Mind-Body’s Shakespearian Tragedy

Pilates versus Yoga.  Meet the Montagues and the Capulets of mind-body exercise.  

“Two households, both alike in dignity….”  Two methods, both alike in purpose… yet instructors from both families defend their turf with zealousness that belies the inner nature inherent in both forms.   Pilates instructors swear off yoga, stating unsafe instruction, chanting, and obtuse spirituality, excessive overstretching, all as reasons to avoid this ancient training form.    Yogis find Pilates a little bit dull, more clinical, and too exclusive. 

As a Pilates instructor of over ten years, you may think I’d be siding with the Montagues and be prepared to defend my family to the death.  Sword drawn and reasoned thought thrown out the window.   Yet, when given the choice for my own alternative workout – I typically grab my mat and go down the street to mingle with the Capulet’s and ponder my downward dog.   

I found a great connection with Anusara yoga…in part due to its committment to building community and connections in and out of class.  I love the grounding at the beginning of class which brings me focus and readies me to pay attention and let go of the other thoughts filling up my head, competing for my attention.   I set an intent for that workout – compassion, focus, discipline.  I try to honor that intent and make it stick not just in class, but for the rest of the day.   The classes challenge me but its the time for play that hooked me.  Headstands, forearm balances, handstands, crow – all chances to fall on your face, all opportunities to laugh through the challenge.   

The pillow and the blanket are even welcomed at the end of class, when I let my body rest in corpse pose – the weight of the floor supporting my body…I find I now enjoy the 5-10 minutes quiet contemplation, and look forward for the opportunity to clear my head and let go before moving forward.  

The irony is that Pilates borrowed a lot from yoga.  Yoga has been around 5,000 plus years.  Pilates simply took the study of the movements and asanas themselves and applied them with a modern approach to anatomy and physical therapy emphasis – leaving the dogma and spirituality behind.

Its more clinical approach is easier to digest for many athletes and rehab patients.  Its hard enough to get people to slow down, focus on the breath, and THINK about what their muscles are doing, but add in the possibility of incense, chanting, and pretzel-like contortions associated with yoga sterotypes and you won’t get a foot in the door!   Pilates is less threatening, and typically safer.  

Before you Capulets get all up in arms, with the ‘safer’ comment.  Consider yoga in all its forms and all its pretzel like asanas.  Now consider how easy it is to call yourself a yoga instructor.  I’ve been to some truly painful classes ‘taught’ by instructors with little to no yoga experience.   I’ve coined the term ‘Bullshit Yoga’ for these classes that I’ve forced myself to endure, all the while wanting to walk out.  I’ve seen these teachers encourage beginner students to try headstands, full backbends, and plough with no knowledge of how to safely cue these for a healthy student, much less one coming in with injury issues.   These are the same instructors that encourage me to ‘shake it out’ in between asanas, and the nightmare instructor that actually counted breaths in each pose, the whole class was a series of her proving nothing but her ability to count to five. 

Its time to put aside the age old feud and recognize that the two methods benefit each other.  Pilates’ focus on abdominal strength and stabilization makes one’s yoga practice stronger.  Yoga’s focus on breathing and, uh, focus, improve Pilates.   Whether you be Montague or Capulet  – its the melding of the two families that makes you stronger in the long run.  Inbreeding only weakens it, and creates two headed babies…but I digress.


2 thoughts on “Mind-Body’s Shakespearian Tragedy

  1. I’ve been doing yoga on and off for 36 years now (since i was 14) and if “dogma and spirituality” are part of it, it’s news to me!

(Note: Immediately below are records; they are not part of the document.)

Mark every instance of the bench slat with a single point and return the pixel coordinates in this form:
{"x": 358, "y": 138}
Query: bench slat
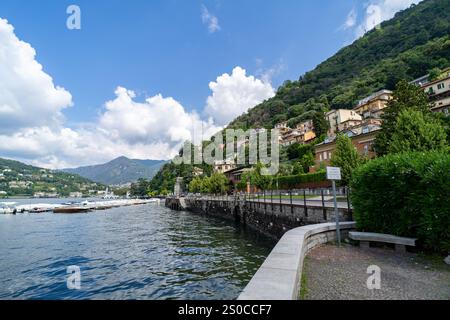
{"x": 379, "y": 237}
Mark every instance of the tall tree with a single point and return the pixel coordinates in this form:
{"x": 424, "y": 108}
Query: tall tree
{"x": 416, "y": 132}
{"x": 406, "y": 96}
{"x": 345, "y": 157}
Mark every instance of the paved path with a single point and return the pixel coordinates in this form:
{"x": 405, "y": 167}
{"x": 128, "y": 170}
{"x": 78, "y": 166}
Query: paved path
{"x": 334, "y": 273}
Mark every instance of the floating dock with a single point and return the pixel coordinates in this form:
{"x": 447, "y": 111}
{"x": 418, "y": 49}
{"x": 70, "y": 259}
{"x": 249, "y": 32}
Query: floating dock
{"x": 81, "y": 207}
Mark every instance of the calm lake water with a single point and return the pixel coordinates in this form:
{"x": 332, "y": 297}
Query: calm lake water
{"x": 142, "y": 252}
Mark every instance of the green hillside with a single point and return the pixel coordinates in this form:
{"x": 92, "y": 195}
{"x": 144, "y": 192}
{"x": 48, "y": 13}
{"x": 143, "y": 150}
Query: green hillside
{"x": 119, "y": 171}
{"x": 18, "y": 179}
{"x": 408, "y": 46}
{"x": 415, "y": 41}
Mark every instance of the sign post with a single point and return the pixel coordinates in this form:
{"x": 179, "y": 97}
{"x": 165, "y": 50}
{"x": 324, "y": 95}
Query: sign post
{"x": 334, "y": 174}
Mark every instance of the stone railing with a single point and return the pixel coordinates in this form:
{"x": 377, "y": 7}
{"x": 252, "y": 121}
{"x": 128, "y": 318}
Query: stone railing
{"x": 279, "y": 277}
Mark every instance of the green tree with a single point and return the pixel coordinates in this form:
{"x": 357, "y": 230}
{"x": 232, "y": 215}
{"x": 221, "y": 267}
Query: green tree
{"x": 435, "y": 73}
{"x": 195, "y": 186}
{"x": 345, "y": 157}
{"x": 416, "y": 132}
{"x": 406, "y": 96}
{"x": 259, "y": 180}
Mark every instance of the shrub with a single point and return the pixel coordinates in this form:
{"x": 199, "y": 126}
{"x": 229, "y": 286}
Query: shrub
{"x": 405, "y": 194}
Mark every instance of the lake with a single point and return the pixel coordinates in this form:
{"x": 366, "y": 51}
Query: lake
{"x": 141, "y": 252}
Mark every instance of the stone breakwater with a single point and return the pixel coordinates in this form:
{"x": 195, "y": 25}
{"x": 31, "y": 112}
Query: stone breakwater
{"x": 272, "y": 219}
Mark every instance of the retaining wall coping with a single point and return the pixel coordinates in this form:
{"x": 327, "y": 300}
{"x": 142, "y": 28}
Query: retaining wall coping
{"x": 279, "y": 276}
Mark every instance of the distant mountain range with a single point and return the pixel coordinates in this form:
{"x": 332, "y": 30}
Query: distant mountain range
{"x": 19, "y": 179}
{"x": 119, "y": 171}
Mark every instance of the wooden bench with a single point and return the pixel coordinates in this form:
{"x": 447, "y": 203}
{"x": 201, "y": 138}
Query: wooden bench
{"x": 366, "y": 237}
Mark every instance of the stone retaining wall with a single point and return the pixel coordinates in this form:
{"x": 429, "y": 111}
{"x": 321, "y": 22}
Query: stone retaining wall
{"x": 271, "y": 219}
{"x": 279, "y": 277}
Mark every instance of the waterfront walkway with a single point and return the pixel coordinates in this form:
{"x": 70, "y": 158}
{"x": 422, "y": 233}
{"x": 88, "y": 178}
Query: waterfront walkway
{"x": 333, "y": 273}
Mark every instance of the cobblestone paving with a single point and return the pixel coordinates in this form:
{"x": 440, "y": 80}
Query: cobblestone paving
{"x": 334, "y": 273}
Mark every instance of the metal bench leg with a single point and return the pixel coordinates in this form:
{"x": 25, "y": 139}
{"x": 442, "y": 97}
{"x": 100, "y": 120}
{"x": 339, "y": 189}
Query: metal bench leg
{"x": 364, "y": 244}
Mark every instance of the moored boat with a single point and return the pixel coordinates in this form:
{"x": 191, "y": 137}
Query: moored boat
{"x": 71, "y": 210}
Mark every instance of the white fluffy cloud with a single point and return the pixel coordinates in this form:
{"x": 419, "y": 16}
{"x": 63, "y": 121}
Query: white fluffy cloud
{"x": 32, "y": 127}
{"x": 232, "y": 95}
{"x": 28, "y": 96}
{"x": 210, "y": 20}
{"x": 377, "y": 11}
{"x": 351, "y": 19}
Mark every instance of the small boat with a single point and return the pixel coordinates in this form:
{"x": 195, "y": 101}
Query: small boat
{"x": 7, "y": 208}
{"x": 71, "y": 210}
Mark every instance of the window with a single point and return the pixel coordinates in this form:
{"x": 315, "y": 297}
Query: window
{"x": 366, "y": 149}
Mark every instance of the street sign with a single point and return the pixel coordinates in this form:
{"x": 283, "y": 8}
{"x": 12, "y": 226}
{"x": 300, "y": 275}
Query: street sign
{"x": 334, "y": 173}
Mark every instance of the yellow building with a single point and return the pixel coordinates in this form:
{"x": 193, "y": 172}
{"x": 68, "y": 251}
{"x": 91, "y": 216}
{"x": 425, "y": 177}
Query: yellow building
{"x": 341, "y": 119}
{"x": 439, "y": 92}
{"x": 372, "y": 107}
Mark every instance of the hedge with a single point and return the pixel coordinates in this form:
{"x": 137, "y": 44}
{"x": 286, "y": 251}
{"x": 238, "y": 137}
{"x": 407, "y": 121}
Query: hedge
{"x": 406, "y": 195}
{"x": 287, "y": 182}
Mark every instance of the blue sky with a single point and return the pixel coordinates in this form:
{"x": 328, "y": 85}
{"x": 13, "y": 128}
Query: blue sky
{"x": 168, "y": 48}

Certainly a lot of people who are into yoga bring in some hippy pseudo Indian spirituality type stuff, but that’s them, not yoga.

    “Yoga” means lots of different things, of course – and some of its meanings do have spiritual connotations. But the term “yoga” when used in a “western” context usually refers to “hatha yoga”, which i guess is spiritual to the extent that it promotes mental wellbeing – but it’s not spiritual in a “religious” way.

  2. In a gym setting, and some private studios, you maybe aren’t exposed to ‘yoga’. You are essentially doing yoga postures in a fitness format…lots of yoga teacher trainings are geared for that. But yoga, IS Hindu in its roots and spirituality is part of what makes yoga, yoga…its up to the student’s how deeply you go. The postures (asanas) are the physical practice.